Misspecification gtf in STAR_outline MWE of RNA_calling,

cumc / xqtl-protocol

Molecular QTL analysis protocol developed by ADSP Functional Genomics Consortium

https://cumc.github.io/xqtl-protocol/

MIT License

38 stars 42 forks source link

Misspecification gtf in STAR_outline MWE of RNA_calling, #390

Open hsun3163 opened 2 years ago

hsun3163 commented 2 years ago

Originally, to generate the STAR_Index and RSEM_index, the same gtf, the gtf prior to collapse by gene should be used. However, as we decided to do STAR_indexing on the fly, it slip my mind and gave a wrong example in the RNA_calling pipeline test MWE reference_data/Homo_sapiens.GRCh38.103.chr.reformated.ERCC.gene.gtf.

Therefore, all the Aligned.toTranscript.bam that were generated by Traves and Shrithee can not be used to conduct RSEM analysis.

Luckily, the main expression matrix we used is the one from rnaseqc, based on the Aligned.byCoordinated.bam, which should not be impacted by the gene vs transcriptome.

To fix it, STAR_align (Not the star_output since that will overwrite the existing md.bam which will take double the time) needs to be rerun to regenerate the Aligned.toTranscript.bam file (edited)

The consequence is that the RSEM bed table will not be generated on time

hsun3163 commented 2 years ago

The error message this will produce is: Warning: The SAM/BAM file declares less reference sequences (58678) than RSEM knows (234381)! and RSEM can not recognize reference sequence name ENSG00000223972!

hsun3163 commented 2 years ago

Beside the toTranscriptome.bam, another file that will be impacted is the .SJ.out.tab which will be needed by psichomics to generate the sQTL.

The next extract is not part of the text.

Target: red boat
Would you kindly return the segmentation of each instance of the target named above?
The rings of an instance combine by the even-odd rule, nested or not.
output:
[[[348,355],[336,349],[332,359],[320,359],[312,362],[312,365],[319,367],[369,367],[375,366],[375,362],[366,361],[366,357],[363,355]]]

hs3163@node65:/mnt/vast/hpc/csg/xqtl_workflow_testing/finalizing$ wc output/rnaseq_arch/22.SJ.out.tab
 12643 113787 477595 output/rnaseq_arch/22.SJ.out.tab
hs3163@node65:/mnt/vast/hpc/csg/xqtl_workflow_testing/finalizing$ wc output/rnaseq/Sample_22.SJ.out.tab
 13191 118719 497187 output/rnaseq/Sample_22.SJ.out.tab

in principle however, the alternative to psichomics, leafcutter, shall not be impacted for it used the Aligned.byCoordinate.bam. Which should be independent of the gtf.

@Rhopala could you update the ticket with supporting evidence while u have it?

Shrishtee-kandoi commented 2 years ago

So, toTranscriptome and SJ.out.tab are not to be used at the moment?

hsun3163 commented 2 years ago

So, toTranscriptome and SJ.out.tab are not to be used at the moment?

Unfortunately, yes

gaow commented 2 years ago

@Shrishtee-kandoi let's focus on generating results for leafcutter for the upcoming release.

Shrishtee-kandoi commented 2 years ago

Sure, yes !

hsun3163 commented 2 years ago

As it turns out, the output of the leafcutter is indeed impacted. Am verifying whether the result for RNAseq will be. It really should not because rnaseqc uses the same gene.gtf anyway.

Rhopala commented 2 years ago

After testing we found the Aligned.byCoordinated.bam files are actually impacted. Only tiny differences are observed in the bamfiles such as: The intron usage ratio could have a ±1 for numerator and denominators: and cause extensive value change & row number change in final phenotype table:

hsun3163 commented 2 years ago

Let's call the what we have before using the collapsed gtf the impacted bam and then the good bam

The difference in the gene_count table for gene expression. 1298/1372 from the impacted bam and 1304/1382 from the good bam are correctly mapped to chrom 21 and 22. 14 out of 1294 genes have a correlation < 0.9. In summary, there are not huge differences but there are differences.